Microsoft has stirred up debate in the open source community by announcing that it will be submitting two licenses to the Open Source Initiative (OSI) for approval.
In 2000 Steve Ballmer likened Linux to "communism"
Like the steps to sainthood, the process of having a license recognised can be long and hard. Fortunately it does not require proof of miraculous intervention, only conformity with the open source standards laid out by the OSI.
And the chances are that Microsoft's licenses will join the New BSD License, the Eiffel Forum License, the NASA Open Source Agreement and the rest of the fifty-nine approved open source licenses listed on the OSI website.
Of course Microsoft is not endorsing the larger and more challenging free software philosophy of Richard Stallman, whose GNU General Public License (GPL) places more stringent conditions on the software it covers than it could ever accept.
As Stallman puts it, "open source is a development methodology; free software is a social movement. For the free software movement, free software is an ethical imperative, because only free software respects the users' freedom".
And Microsoft is not proposing to give away its software or assign the copyright to Stallman's Free Software Foundation for the benefit of all. Instead, it will only license it under terms that will allow others to see and modify the source code and distribute it freely.
But even so this is an interesting move.
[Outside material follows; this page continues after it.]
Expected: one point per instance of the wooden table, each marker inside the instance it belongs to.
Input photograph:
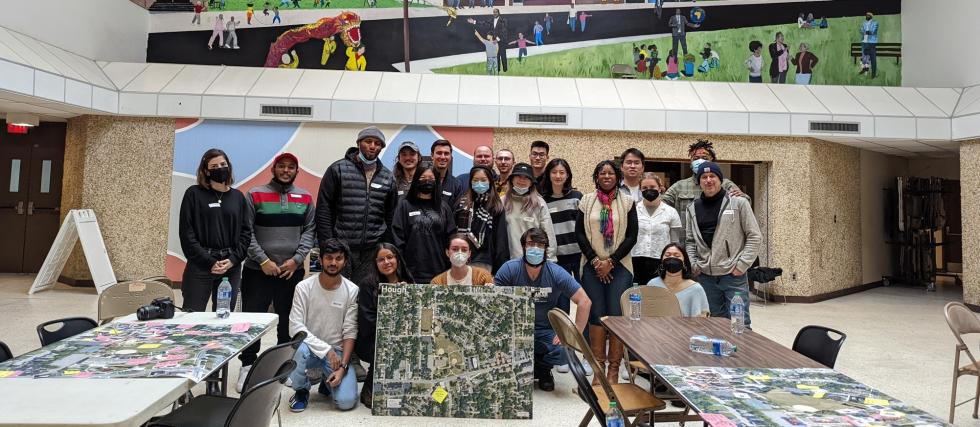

It shows that Bill Hilf, Microsoft's open source evangelist, has made significant progress in encouraging the company to think about the positive aspects of engaging with the development community.
Some members of that community will, however, be less than impressed, mainly because over the years Microsoft has criticised free and open source software many times.
In 2000 CEO Steve Ballmer described the free Linux operating system as "communism", and senior Microsoft staff continue to claim that it infringes Microsoft patents, although without actually specifying which technologies are involved.
In 2004 Ballmer announced that Linux infringed 228 Microsoft patents; in 2007 company lawyer Brad Smith said it was 235.
Those who see only the machinations of a corporation intent on damaging free and open source software will therefore imagine this latest move as part of a complex game of corporate chess, where the open license knight moves closer to the free software king only to disguise the real attack, coming from the patent-carrying bishops hiding behind the pawns.
In this case the pawns are provided by Novell, a Linux distributor that struck a deal over patent infringement with Microsoft in 2006.
The two agreed not to sue each other's customers for patent infringement, and Novell agreed to give Microsoft a percentage of all its Linux revenue until 2011.
The problem with the Novell-Microsoft deal is that it implicitly acknowledges that there are patent infringements, something which is not yet proven.
By doing so, free software advocates argue, it may make business and even home users wary about using Linux and other free or open source software.
Some fear Microsoft's move is part of a deeper strategy
Yet we could read this another way, as part of an attempt by Microsoft to establish closer ties with a development community that is increasingly important in a networked world of web services and distributed applications.
The company's Chief Software Architect, Ray Ozzie, recently outlined plans for future development that rely on what he calls "Cloud" internet services and adding online components to all applications.
Not even Microsoft imagines it can establish a monopoly in this new world, so working with the open source community and ensuring that different components from different providers will work together is increasingly important, and the new licenses make that more likely.
Microsoft's increasing engagement is only part of a slowly-shifting realignment of the whole open source movement.
OSI itself, founded in 1998, is beginning the process of changing from a self-renewing oligarchy into a membership organisation, having completed its work of providing a generally accepted definition of open source software.
However we should be wary of Microsoft's larger ambitions, especially the clear desire to distance itself from the ideologically motivated "free software" movement.
Any overt attack by Microsoft on Linux or the GNU General Public License that underpins its openness should be resisted by all those who understand that computer software is too important to the network society to be left solely in the hands of large companies, even ones that support open source.
We need Stallman's free software movement to build the software that is shaping our lives just as much as we need the highly-paid programmers working for Apple, Microsoft, IBM and other companies.
Bill Thompson is an independent journalist and regular commentator on the BBC World Service programme Digital Planet.